According to the CEOs, some of those employees have been with Agemark for more than 30 years. “It’s not just a job,” Pittore says of working in senior living. “It’s a calling.”
Feeling connected to this calling is especially important for the frontline caregivers who work in Agemark’s communities and their motivation, argues Pittore.
“The person that is driving our outcomes is a caregiver that’s getting paid a relatively low wage and doing a very difficult job, both emotionally and physically,” he elaborates. “If you don’t feel that the company or the place that you’re at values that ‘beyond-a-job’ feeling from the top down, it’s hard to show up for the residents in that way.”
One way that Agemark fosters success and positive resident outcomes, therefore, is through the careful cultivation of company culture. “Something that we protect very aggressively is our culture,” shares Pittore. “It drives better experiences for residents, better relationships.”

Change as Crucial
Agemark is also investing in the long-term success of its communities by identifying opportunities for meaningful change. “One thing we talk about a lot is evolution,” relays Westin. “If you’re not changing, you’re dying.”
Westin reports that the culinary experience is one that has been transformed over the past 10 years at Agemark properties.
“We identified that the culinary experience in senior living was antiquated; we shouldn’t have a cafeteria dining experience,” he shares. “It needs to be a restaurant-style dining experience, even in our memory care wings — just because you have cognitive challenges doesn’t mean that you don’t enjoy a meal.”
In order to begin elevating the dining program at Agemark communities, the company first hired a strategic consultant. Now, the organization has an internal position dedicated to ensuring culinary quality. “His entire job is to make sure that the culinary experience at our communities is best in class,” Westin adds.
Agemark’s new CEOs also see the need to shift offerings to cater to a new generation of incoming residents and their families. This includes a focus on wellness and holistic care in addition to providing more basic nursing support.
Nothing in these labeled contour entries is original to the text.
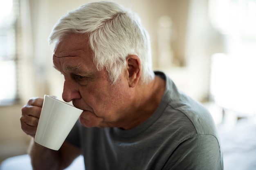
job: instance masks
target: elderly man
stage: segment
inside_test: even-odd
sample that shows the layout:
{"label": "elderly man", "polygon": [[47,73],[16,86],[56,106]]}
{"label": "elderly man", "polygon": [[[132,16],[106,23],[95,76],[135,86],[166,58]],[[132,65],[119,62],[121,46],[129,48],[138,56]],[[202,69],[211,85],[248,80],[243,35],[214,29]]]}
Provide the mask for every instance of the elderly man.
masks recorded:
{"label": "elderly man", "polygon": [[[223,169],[210,115],[153,71],[135,14],[113,2],[88,4],[61,18],[49,40],[63,98],[83,111],[59,150],[32,141],[34,169],[63,169],[80,155],[86,170]],[[33,98],[22,109],[22,128],[33,137],[43,102]]]}

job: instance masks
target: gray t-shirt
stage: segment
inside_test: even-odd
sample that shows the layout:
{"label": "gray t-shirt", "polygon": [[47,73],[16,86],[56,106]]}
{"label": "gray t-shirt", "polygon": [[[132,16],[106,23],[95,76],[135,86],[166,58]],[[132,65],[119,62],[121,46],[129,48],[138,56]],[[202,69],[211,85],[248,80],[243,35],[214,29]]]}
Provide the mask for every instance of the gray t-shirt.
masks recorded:
{"label": "gray t-shirt", "polygon": [[157,109],[130,130],[87,128],[78,121],[66,140],[81,148],[86,170],[223,170],[217,132],[209,112],[164,73]]}

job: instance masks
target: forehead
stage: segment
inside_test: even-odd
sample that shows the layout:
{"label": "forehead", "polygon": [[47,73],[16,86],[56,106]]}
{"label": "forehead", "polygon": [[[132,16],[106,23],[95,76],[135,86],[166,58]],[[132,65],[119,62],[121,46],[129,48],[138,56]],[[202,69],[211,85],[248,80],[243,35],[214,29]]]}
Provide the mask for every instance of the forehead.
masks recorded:
{"label": "forehead", "polygon": [[[88,39],[84,35],[72,34],[66,35],[55,46],[53,62],[58,69],[77,70],[82,67],[92,66],[93,53],[88,45]],[[60,67],[61,67],[59,68]]]}
{"label": "forehead", "polygon": [[72,33],[63,36],[56,43],[54,55],[57,57],[73,56],[81,53],[90,53],[89,39],[84,34]]}

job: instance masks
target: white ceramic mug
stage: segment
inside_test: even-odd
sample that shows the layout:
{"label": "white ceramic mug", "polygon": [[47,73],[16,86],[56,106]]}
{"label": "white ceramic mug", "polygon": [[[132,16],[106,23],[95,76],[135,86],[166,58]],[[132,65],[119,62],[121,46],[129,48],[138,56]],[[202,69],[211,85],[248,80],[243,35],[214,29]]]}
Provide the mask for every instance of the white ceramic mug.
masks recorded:
{"label": "white ceramic mug", "polygon": [[53,150],[58,150],[83,110],[45,95],[35,141]]}

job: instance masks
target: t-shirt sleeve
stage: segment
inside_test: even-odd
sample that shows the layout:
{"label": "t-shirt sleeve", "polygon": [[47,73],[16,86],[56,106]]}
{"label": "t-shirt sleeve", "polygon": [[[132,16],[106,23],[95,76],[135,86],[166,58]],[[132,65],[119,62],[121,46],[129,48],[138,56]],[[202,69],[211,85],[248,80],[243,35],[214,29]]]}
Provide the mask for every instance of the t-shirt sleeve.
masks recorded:
{"label": "t-shirt sleeve", "polygon": [[77,120],[65,140],[78,148],[81,147],[79,136],[79,124],[80,122],[79,120]]}
{"label": "t-shirt sleeve", "polygon": [[198,135],[177,147],[164,170],[223,170],[218,140],[211,135]]}

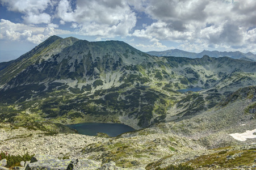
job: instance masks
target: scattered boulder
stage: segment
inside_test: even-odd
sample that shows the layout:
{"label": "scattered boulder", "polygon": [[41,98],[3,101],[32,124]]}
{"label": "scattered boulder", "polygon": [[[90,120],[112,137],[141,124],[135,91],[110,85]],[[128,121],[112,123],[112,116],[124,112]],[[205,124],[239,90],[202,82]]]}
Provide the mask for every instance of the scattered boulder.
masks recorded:
{"label": "scattered boulder", "polygon": [[[41,155],[45,156],[45,155]],[[31,159],[32,160],[32,159]],[[26,170],[52,169],[66,170],[70,164],[70,159],[60,160],[59,159],[48,159],[29,163]]]}
{"label": "scattered boulder", "polygon": [[24,161],[20,162],[20,164],[22,167],[25,167],[25,162]]}
{"label": "scattered boulder", "polygon": [[112,161],[108,163],[104,164],[102,167],[98,169],[98,170],[121,170],[125,169],[124,168],[116,166],[116,163]]}
{"label": "scattered boulder", "polygon": [[30,163],[33,163],[36,162],[44,161],[49,159],[58,159],[56,156],[52,155],[36,155],[32,157],[31,160],[30,160]]}
{"label": "scattered boulder", "polygon": [[97,169],[100,167],[100,162],[87,160],[78,159],[75,160],[72,160],[68,165],[67,170],[77,169]]}
{"label": "scattered boulder", "polygon": [[9,168],[7,168],[5,167],[0,166],[0,170],[10,170]]}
“It has to be an engaging wellness program,” confirms Westin. “That isn’t just medication management, it’s caring for the whole person.”
Pittore concurs, identifying meditation as one component of such a wellness program. “I meditate every day; it’s really helped me personally,” he shares. “Those are going to be the types of things that the baby boomer generation is going to gravitate toward.”
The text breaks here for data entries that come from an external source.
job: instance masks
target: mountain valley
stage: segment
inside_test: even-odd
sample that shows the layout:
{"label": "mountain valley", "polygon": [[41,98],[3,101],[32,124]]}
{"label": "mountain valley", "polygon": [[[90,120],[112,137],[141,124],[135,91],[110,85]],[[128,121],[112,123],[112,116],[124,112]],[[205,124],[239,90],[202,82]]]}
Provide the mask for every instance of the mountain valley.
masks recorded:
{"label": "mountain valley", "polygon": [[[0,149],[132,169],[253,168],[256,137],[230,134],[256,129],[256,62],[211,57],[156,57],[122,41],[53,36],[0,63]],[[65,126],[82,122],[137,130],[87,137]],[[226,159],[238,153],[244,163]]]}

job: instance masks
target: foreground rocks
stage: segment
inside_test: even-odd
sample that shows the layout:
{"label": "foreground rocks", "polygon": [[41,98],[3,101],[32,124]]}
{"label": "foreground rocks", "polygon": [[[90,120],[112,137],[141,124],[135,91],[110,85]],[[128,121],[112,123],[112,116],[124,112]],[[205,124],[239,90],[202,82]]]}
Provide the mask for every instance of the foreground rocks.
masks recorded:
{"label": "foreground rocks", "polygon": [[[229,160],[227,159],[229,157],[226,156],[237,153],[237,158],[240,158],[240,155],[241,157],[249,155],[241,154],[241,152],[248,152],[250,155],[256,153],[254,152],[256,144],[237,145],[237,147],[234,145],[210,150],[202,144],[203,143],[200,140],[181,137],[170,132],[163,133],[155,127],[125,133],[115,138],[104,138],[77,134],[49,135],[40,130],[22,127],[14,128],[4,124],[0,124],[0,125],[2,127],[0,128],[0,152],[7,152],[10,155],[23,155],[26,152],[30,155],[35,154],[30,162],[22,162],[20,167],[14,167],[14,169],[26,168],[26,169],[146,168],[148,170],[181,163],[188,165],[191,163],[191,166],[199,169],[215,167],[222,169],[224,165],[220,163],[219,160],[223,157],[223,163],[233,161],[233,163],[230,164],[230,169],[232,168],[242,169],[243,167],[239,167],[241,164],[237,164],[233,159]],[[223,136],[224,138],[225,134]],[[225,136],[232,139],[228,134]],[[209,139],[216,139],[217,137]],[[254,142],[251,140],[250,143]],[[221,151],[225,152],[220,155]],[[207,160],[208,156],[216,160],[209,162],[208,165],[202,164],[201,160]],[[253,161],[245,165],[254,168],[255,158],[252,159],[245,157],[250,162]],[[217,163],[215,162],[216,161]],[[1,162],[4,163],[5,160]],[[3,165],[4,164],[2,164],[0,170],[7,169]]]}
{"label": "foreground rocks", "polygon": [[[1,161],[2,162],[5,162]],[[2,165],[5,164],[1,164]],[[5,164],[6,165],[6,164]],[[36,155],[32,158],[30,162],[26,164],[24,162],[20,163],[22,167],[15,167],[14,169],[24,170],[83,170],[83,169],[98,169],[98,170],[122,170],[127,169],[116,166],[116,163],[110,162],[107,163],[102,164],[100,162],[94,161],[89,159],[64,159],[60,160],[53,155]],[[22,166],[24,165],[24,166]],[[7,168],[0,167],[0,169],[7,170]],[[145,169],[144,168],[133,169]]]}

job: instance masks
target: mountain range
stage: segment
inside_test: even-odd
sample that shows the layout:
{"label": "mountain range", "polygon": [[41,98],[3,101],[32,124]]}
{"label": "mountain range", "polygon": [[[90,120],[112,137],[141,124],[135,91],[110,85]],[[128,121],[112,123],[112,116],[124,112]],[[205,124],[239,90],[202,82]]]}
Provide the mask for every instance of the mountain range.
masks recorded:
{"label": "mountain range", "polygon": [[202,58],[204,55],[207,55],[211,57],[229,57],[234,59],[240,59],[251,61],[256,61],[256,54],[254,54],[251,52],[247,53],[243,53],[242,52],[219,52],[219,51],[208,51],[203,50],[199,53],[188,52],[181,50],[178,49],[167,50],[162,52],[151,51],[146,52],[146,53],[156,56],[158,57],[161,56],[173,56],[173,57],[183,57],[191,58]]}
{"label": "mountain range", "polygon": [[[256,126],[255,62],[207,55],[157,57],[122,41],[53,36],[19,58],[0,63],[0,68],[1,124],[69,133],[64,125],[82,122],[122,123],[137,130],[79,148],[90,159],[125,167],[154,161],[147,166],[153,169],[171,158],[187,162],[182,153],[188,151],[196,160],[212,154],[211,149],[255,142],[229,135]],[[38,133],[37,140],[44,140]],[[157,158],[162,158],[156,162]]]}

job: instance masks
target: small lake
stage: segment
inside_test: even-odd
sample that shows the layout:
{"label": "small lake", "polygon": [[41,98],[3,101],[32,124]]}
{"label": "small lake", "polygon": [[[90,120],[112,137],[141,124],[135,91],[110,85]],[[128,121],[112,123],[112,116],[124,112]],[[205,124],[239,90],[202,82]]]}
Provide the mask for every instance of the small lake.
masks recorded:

Agemark also provides a life enrichment program that helps residents have “bucket list” experiences. For instance, one woman had never attended a Major League Baseball game. Agemark arranged not only for her to attend a Baltimore Orioles game, but also to have her throw out the first pitch.
Experience Over Extravagance
By focusing on day-to-day experience and the relationships between residents and employees, Agemark is able to provide a quality product even amid the industry-wide issues of rising costs and struggles with affordability.
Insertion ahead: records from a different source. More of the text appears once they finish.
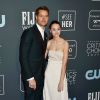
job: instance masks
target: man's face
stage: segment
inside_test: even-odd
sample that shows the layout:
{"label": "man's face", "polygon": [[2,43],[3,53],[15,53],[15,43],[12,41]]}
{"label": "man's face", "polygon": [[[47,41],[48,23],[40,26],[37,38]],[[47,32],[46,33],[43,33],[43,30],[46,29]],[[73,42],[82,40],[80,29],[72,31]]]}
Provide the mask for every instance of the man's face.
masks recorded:
{"label": "man's face", "polygon": [[49,18],[49,15],[46,10],[39,10],[39,14],[36,16],[36,22],[40,26],[44,27],[48,23],[48,18]]}

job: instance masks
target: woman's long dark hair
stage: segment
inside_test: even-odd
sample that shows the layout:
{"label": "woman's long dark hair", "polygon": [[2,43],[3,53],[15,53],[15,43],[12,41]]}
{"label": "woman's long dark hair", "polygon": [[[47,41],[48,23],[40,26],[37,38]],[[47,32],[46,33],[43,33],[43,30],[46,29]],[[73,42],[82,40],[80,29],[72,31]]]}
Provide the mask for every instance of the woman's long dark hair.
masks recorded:
{"label": "woman's long dark hair", "polygon": [[[49,25],[49,29],[51,29],[51,27],[52,27],[53,24],[58,24],[58,25],[60,26],[60,28],[61,28],[60,22],[57,21],[57,20],[53,20],[53,21],[50,23],[50,25]],[[52,33],[50,33],[50,31],[49,31],[49,40],[51,40],[52,38],[53,38],[53,35],[52,35]]]}

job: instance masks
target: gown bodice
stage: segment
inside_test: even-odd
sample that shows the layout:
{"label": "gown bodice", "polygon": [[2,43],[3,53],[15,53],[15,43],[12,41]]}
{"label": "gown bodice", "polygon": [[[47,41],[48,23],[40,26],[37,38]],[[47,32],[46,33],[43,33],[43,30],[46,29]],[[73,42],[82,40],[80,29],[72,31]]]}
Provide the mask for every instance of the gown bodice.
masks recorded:
{"label": "gown bodice", "polygon": [[49,50],[48,53],[48,61],[62,61],[63,58],[63,52],[62,51],[54,51],[54,50]]}

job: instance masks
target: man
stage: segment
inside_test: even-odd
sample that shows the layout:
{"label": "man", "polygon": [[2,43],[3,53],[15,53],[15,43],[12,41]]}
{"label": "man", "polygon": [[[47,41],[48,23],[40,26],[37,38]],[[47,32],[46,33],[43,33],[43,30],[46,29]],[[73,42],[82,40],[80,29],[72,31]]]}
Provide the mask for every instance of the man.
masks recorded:
{"label": "man", "polygon": [[36,23],[33,27],[26,29],[21,36],[19,60],[25,100],[41,100],[43,95],[47,45],[47,35],[44,30],[48,17],[49,9],[46,6],[37,8]]}

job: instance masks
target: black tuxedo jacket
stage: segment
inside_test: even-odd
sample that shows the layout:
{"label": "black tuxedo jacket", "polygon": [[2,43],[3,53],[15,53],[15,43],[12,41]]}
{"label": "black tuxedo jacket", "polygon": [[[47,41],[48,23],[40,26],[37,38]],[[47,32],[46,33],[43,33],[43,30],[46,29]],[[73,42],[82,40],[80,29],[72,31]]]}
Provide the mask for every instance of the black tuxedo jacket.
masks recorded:
{"label": "black tuxedo jacket", "polygon": [[46,64],[44,57],[46,45],[47,38],[42,39],[36,24],[23,32],[19,48],[19,60],[23,80],[26,81],[32,77],[37,81],[43,79]]}

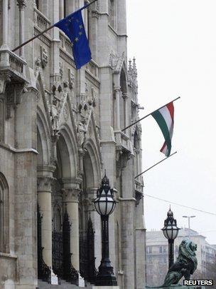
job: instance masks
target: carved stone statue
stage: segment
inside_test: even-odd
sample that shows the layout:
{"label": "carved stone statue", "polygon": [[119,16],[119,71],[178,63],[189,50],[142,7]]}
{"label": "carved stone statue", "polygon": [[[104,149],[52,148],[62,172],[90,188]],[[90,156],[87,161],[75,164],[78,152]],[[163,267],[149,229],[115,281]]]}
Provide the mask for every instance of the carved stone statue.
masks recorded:
{"label": "carved stone statue", "polygon": [[198,266],[196,250],[197,245],[192,240],[185,239],[181,242],[177,260],[169,268],[161,287],[178,284],[183,277],[185,280],[190,280],[190,275],[193,274]]}
{"label": "carved stone statue", "polygon": [[57,100],[54,98],[50,109],[50,118],[52,127],[54,131],[58,130],[58,115],[56,106],[57,106]]}
{"label": "carved stone statue", "polygon": [[78,123],[77,127],[78,143],[80,147],[82,147],[83,143],[85,141],[85,137],[86,133],[85,124],[86,124],[85,118],[82,118]]}

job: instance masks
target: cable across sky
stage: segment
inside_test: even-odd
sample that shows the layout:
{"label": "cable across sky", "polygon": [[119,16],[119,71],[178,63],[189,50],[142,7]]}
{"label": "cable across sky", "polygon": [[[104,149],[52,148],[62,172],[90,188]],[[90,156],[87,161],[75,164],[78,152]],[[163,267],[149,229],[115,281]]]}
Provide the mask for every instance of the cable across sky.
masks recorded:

Pittore reports that Agemark Senior Living offers communities across a spectrum of affordability, with both higher-end and more financially attainable options. He says that Agemark has “both Ritz Carlton” and “lower-end versions” of its product, with a good deal of variation in the physical qualities of the communities.
“I don’t want to be holed into only being able to operate if a building looks a certain way or is built in a certain year,” he adds.
“What matters the most isn’t necessarily whether you get a filet mignon at dinner,” says Pittore.
Rather, it’s the people that define a senior living experience, and that is where Agemark puts its focus, regardless of a community’s price point.
As Pittore puts it, “it’s how much you like those people that are taking care of you” that matters.